During their regular meeting on Jan. 20, Horizon School Board discussed the upcoming planned transportation open house at Central School on Feb. 2. The event will take place at 6 p.m., and all are welcome to attend.
School Superintendent Wilco Tymensen said it is important to note this is a draft version of the policy, and there is still a lot of work to be done before it even comes before first reading. A policy needs three readings to come into effect.
“My understanding of the transportation policy is where we feel we have come to a point where we have a preliminary draft that was shared with schools,” he said.
“The policy has not gone out for first reading. Our intent was to hold an open house at which point its the boards desire to collect further feedback.”
Tymensen said the format of the evening is designed to have a more relaxed, informal feel to it. Attendees will be encouraged to ask questions and learn about the suggested changes face-to-face, rather than sitting through a presentation.
“The format is really informal,” he said.
“Parents can drop in, have a face-to-face conversation with a trustee, or have an opportunity to ask questions, leave comments, and we’ll make sure we provide an opportunity to leave an electronic comment.”
Following the event, work will continue on the policy with the information collected being added to the draft.
“We will bring all of that feedback with a preliminary draft in February, and it’s our intent to take that draft to first reading,” said Tymensen. “If anything changes, it will go back out for further public consultation.”
According to a memo released by board chair Marie Logan, Taber was chosen for the open house because the parents of students in the area are deemed to be the most impacted given the number of students who live within 2.4 kilometres of the school who are receiving busing (327 of the 357 students receiving transportation within 2.4 km are within Grassy Lake, Taber, and Barnwell), or attending non-designated schools (460 of the 516 students attending non-designated schools are within Grassy Lake, Taber, and Barnwell).
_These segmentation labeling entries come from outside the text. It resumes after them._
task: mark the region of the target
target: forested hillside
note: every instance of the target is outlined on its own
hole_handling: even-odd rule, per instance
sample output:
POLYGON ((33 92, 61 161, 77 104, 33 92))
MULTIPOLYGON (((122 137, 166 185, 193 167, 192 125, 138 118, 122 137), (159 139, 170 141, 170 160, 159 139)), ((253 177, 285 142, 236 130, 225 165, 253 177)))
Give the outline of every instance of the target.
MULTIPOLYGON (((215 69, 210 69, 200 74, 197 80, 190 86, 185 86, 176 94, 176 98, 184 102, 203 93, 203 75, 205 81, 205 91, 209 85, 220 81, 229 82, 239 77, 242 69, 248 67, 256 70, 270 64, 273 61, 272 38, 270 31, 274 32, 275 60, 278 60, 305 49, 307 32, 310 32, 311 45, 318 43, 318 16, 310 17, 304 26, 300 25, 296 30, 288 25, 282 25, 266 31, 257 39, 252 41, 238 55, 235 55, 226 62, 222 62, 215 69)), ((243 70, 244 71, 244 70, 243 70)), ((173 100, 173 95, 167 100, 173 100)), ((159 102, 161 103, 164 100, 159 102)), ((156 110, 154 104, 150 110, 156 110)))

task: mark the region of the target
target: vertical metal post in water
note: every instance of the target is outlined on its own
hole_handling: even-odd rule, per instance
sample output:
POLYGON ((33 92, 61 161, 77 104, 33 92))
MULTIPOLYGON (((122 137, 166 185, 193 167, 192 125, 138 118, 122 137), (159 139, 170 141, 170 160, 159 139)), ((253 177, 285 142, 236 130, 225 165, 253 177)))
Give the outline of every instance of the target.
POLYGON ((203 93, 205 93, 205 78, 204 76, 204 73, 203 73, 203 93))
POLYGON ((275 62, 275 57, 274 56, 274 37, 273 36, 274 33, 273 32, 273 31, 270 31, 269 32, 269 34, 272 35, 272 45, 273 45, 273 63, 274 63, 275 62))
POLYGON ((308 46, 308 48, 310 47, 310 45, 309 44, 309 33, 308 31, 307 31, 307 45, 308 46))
“It does impact a large number of students, I think there is 1,582 students we bus, I think a third of them are attending the wrong school, (their parents are deciding to have their children attend a different school),” said Tymensen. “About 380 or so of those students are being bussed, even though they are under 2.4 kilometres.”
Proposed policy changes could include:
Students who live less than 2.4 kilometres from their designated school would need to purchase an annual bus pass for their students, under certain conditions. Buses could no longer cross attendance boundaries to transport students to non-designated schools.
Parents who wish to have their students attend a non-designated school and who are seeking transportation could be required to transport their children to a designated school bus stop within the attendance area of the school they wish their child to attend, and to purchase a non-designated bus pass.
Tymensen said the provincial government funds busing for students more than 2.5 kilometres from their designated schools, but there are limits to how much help a parent with an out-of-area student can expect to receive with transportation.
“Alberta Education provides funding for transportation when students are over 2.4 kilometres, and they are attending their designated schools,’ he said. “The School Act and Education Act provide the opportunity for parents to attend any school of their choice, but when they choose to attend a school that’s not their designated school there are responsibilities that fall on their parents laps.
“If they are seeking transportation to a non-designated school or a school based on less than 2.4km, there will be a bus pass they will have to acquire.”
Additionally, Tymensen explained the boundaries for some schools could change depending on which grade the student attends. He said at W.R. Myers, for example, the boundary for Grade 9 students is essentially the Taber town limits, but beginning in Grade 10 students who live in Barnwell are considered to be within the designated area, as Barnwell School only has students to Grade 9.
“So W.R. Myers has a double boundary,” he said.
“Vauxhall High School would be another example of that.”
Logan said while the big changes could cause some concern among parents, it is important for them to not these are proposed changes only, as the policy has not even passed a first reading yet.
“I think it’s very important that we get out to our administrators and school councils that they know it’s in draft form. said Board Chair Marie Logan. “It’s very important, I think.”
“It’s so important that people understand this is just a draft,” said Logan.
Logan’s memo made it clear that the board is intending to work collaboratively with parents to expand educational programming within its schools so that parents don’t feel the need to register their children in non-designated schools.